His next post was the Fire Safety Learning Center in Manhattan to teach children fire safety. He confessed he wasn’t excited about the new job at first, but he decided to make the best out of the situation as first responders do.

One thing he felt held him back was, he didn’t have a background in education. Eventually, he overcame that and he was named director of the program.

“You never know where life will take you. You don’t always get what you wish for, but you get what you work for,” he said.

Something else new for Torrillo was on the horizon when he received a call from the Fisher-Price company in Jan. 2001.

They told him they were producing a line of rescue action figures and they wanted to design a new one for the NYFD. Torrillo would be paid $1 for every action figure sold. Torrillo used all of the money earned for the education foundation.

The new action figure would be called Billy Blazes. It would take six months to make the mold and the firefighter would have a bushy moustache, like Torrillo’s.

The action figure was to be unveiled on 9/11 because the numbers were the same as the emergency phone number and safety oriented. But, on his way to meet with Fisher-Price at 9 a.m., something happened.

From his vantage point Torrillo saw a plane hit the south WTC tower at 8:45 a.m. He set off for his old station, Fire Engine #10 to help out. He took off his dress uniform and borrowed Firefighter Tommy McNamara’s bunker gear who was off that day.

He was under the second jet when it hit the north tower later that morning.

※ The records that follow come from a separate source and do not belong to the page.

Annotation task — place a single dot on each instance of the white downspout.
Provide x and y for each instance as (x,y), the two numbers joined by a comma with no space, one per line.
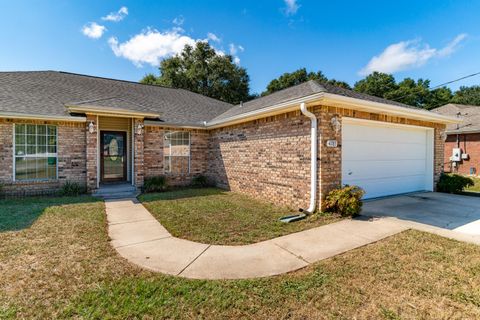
(313,156)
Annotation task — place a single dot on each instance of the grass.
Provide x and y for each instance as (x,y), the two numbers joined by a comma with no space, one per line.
(62,266)
(475,187)
(215,216)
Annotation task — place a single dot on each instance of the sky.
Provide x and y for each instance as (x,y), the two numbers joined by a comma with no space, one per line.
(437,40)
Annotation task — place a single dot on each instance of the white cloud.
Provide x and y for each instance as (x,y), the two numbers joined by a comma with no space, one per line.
(234,50)
(178,20)
(93,30)
(116,16)
(151,46)
(408,55)
(291,7)
(213,37)
(452,46)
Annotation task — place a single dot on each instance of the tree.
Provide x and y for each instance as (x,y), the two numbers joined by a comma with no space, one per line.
(149,79)
(376,84)
(290,79)
(341,84)
(201,69)
(467,95)
(408,91)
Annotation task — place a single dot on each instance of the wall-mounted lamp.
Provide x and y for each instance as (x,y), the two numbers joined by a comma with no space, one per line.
(335,124)
(139,129)
(91,127)
(443,136)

He added that he knew the buildings would collapse because he attended the Structural School of Engineering. However, he thought they would collapse much later in the day instead of as quickly as they did.

In addition to knowing the buildings would collapse, he knew it was a terrorist attack and those in the offices above the fire could not be rescued and would die.

He entered the south tower to evacuate people, but the building started to collapse. He tried to make it to the footbridge for coverage, but a rush of wind pushed him back due to the collapse.

A piece of steel hit him in the back of the head and also hit by huge slabs of concrete. He immediately thought he had 10 seconds left to live and his body would never be found.

He heard others around him die, but somehow he stayed alive.

He was thinking why did he make the decision to become a first responder since the decision would end his life. He also thought who would be his children’s new father to take them to Disneyworld.

Fortunately, Torrillo and four others were found buried alive. He had a fractured skull, broken ribs, a broken arm, crushed spine and heavy internal bleeding.

He was attached to a long spine board and evacuated to a boat on the Hudson River for evacuation. Just as he was boarding the boat debris from the north tower began to fall on him.

He somehow freed himself from the spine board and jumped into the engine room for coverage.

Nearly an hour later he was rescued again and taken to the Jersey City Trauma Center in New Jersey.

Because he was wearing McNamara’s uniform, he was misidentified and declared missing for three days.

Three hundred forty-three firefighters lost their lives that day.

Torrillo told the audience Superman, Spiderman, or any other superhero isn’t real. The only hero to come to life was Billy Blazes who represented the firefighters.

As a hero, Torrillo would meet dignitaries in New York City and he even appeared on the cover of “People” magazine with Donald Trump.

He decided to tour the country and tell people he is proud to be an American and how God spared his life for a good reason — to tell the story of those first responders who died that day.

“Being a first responder is a career most others couldn’t do. It’s the vow where there is no divorce,” he said.

He added that it’s a vow where one may have to lay down their lives.

Torrillo said not to forget the family members of first responders because they also make a huge commitment.

He told the first responders present to give indigent people the respect and honor they deserve.

“Don’t judge anyone,” he said.

Also, he urged first responders to be role models on and off the job because first responders are held to a higher standard.

Lastly, train as much and as hard as possible and focus on the basics.

“Never give up on life,” Torrillo said.